少なくとも私は、そう思っていた。笑顔、涙、指輪、花束。決められた順に押さえれば、誰もが後で「いい式だった」と言える。
その日の花嫁は、式のあいだ一度も泣かなかった。
母親はもっと固かった。亡くなった父親の席だけが、祭壇の近くに空けてある。椅子には父親の蝶ネクタイと、使い古した眼鏡が置かれていた。私はそこを背景に入れないよう気を配った。空席は幸福の写真に似合わない。
披露宴が終わり、親族写真を撮った。
八枚目のシャッターを切った瞬間、フラッシュの光が白い幕のように会場へ張りつき、人々が動かなくなった。
私だけがカメラを下ろせた。
花嫁は笑顔のまま、右手を母親の背へ回していた。母親の手は、誰にも見えないようドレスの裾をつまんでいる。白い布の裏側には、青い糸で小さな文字が縫われていた。
「ちゃんと歩け」
亡くなった父親の字だと、打ち合わせで見た手紙から分かった。
母親はその一文に指を当て、口元だけで泣いていた。花嫁は気づいていない。けれど背に回した手は、偶然とは思えない場所をゆっくり撫でようとしていた。

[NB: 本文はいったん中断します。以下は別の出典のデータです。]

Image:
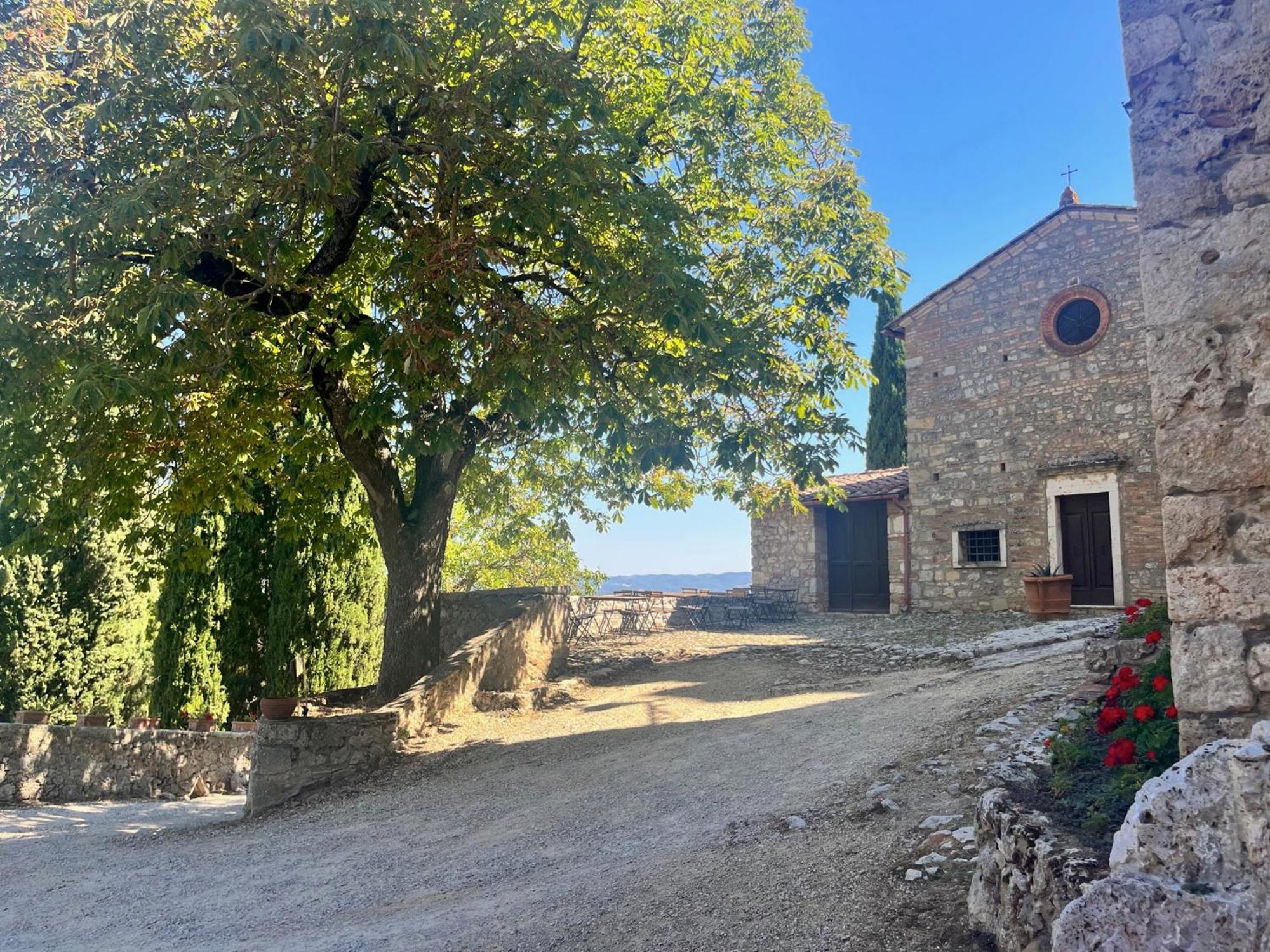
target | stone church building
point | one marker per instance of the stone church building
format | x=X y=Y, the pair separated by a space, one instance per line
x=1031 y=441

新郎もまた、空席へ視線を向けかけていた。打ち合わせでは一度も会えなかった人へ、今から挨拶をするような目だった。
私は三脚をずらした。
空席が、家族の真ん中に入る位置まで。
時間が戻り、母親の指が裾から離れた。
「すみません、もう一枚だけ」
私が言うと、花嫁は少し不思議そうにした。それでも母親の肩を抱き寄せた。
九枚目には、空の椅子が写った。
誰も座っていないのに、花嫁も母親も、そこへわずかに体を寄せていた。
納品前、私はその写真を外そうか迷った。型通りなら、目をつぶった人も、料理の途中も、空席も除く。

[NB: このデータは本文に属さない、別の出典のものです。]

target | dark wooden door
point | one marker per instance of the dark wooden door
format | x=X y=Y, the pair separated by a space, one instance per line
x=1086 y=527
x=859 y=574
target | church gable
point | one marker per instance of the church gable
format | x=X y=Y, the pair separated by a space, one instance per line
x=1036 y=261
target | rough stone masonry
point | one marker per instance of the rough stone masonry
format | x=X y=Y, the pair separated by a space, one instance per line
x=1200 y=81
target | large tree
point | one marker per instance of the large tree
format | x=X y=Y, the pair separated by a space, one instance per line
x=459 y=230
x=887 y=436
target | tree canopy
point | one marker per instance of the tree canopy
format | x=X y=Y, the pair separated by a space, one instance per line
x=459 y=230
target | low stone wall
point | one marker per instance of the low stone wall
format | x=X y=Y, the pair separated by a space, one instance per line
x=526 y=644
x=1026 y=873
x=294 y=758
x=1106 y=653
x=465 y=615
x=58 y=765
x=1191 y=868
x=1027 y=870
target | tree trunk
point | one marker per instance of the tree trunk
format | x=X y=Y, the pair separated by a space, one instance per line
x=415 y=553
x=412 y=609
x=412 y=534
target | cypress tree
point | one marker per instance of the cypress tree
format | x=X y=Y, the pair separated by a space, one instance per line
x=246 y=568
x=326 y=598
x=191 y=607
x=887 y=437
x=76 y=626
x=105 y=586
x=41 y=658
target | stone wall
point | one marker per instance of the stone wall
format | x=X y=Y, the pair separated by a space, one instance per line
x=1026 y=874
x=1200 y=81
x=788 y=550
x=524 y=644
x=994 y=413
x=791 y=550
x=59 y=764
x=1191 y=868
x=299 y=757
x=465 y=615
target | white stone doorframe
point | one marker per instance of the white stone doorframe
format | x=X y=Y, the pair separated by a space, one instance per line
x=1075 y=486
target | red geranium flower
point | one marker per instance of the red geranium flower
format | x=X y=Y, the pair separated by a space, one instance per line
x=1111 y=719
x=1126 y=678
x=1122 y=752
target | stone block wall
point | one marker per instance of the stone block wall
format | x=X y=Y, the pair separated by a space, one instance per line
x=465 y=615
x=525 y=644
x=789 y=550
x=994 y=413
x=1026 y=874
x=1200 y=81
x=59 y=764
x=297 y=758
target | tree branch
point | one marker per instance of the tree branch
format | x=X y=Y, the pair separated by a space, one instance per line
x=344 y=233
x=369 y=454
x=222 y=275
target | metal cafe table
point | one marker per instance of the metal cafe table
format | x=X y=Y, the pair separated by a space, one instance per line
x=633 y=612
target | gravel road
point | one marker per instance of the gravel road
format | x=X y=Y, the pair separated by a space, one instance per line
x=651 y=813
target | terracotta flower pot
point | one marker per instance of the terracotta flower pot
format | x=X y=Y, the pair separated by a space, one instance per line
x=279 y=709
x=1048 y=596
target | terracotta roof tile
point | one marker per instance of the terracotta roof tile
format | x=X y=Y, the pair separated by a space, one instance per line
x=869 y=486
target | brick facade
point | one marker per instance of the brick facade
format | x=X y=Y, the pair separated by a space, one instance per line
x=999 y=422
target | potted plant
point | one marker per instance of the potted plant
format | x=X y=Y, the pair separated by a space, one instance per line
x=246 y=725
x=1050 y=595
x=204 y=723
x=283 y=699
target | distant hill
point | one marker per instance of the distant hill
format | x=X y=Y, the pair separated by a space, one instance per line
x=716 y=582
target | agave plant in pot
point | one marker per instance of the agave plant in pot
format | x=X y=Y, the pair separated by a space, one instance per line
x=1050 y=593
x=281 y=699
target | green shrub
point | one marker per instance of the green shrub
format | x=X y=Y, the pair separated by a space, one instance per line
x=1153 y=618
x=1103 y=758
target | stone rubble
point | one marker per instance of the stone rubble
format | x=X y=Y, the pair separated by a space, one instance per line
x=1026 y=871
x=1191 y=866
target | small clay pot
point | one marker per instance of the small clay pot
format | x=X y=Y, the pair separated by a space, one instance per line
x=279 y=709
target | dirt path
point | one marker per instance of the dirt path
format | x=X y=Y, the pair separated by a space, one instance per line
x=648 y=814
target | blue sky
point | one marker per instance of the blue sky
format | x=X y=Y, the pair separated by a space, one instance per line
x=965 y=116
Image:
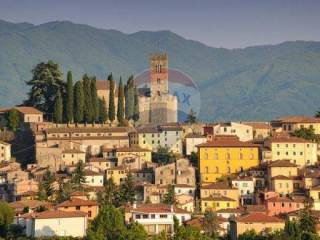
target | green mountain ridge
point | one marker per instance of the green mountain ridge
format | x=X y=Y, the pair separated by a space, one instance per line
x=253 y=83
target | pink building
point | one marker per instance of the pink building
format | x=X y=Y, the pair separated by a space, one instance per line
x=278 y=205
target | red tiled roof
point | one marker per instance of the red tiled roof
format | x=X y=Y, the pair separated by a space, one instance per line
x=59 y=214
x=227 y=142
x=258 y=217
x=289 y=139
x=218 y=198
x=282 y=163
x=298 y=119
x=217 y=185
x=77 y=202
x=157 y=208
x=258 y=125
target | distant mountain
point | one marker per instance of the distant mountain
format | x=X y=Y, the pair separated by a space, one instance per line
x=260 y=82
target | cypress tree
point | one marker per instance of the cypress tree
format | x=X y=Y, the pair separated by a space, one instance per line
x=111 y=99
x=95 y=102
x=88 y=106
x=136 y=110
x=103 y=114
x=129 y=98
x=58 y=108
x=78 y=102
x=69 y=105
x=120 y=112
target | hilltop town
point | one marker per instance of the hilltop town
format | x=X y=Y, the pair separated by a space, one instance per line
x=94 y=160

けれど花嫁から最初に届いた返事は、その一枚についてだった。
「父がいない写真なのに、父まで写っているみたいです」
私は初めて、取りこぼさないことと、隠さないことは違うのだと知った。
以来、式場で八枚目を撮るたび、ほんの少しだけ構図を広くする。
幸福の外に見えるものほど、本当はその中心にいることがある。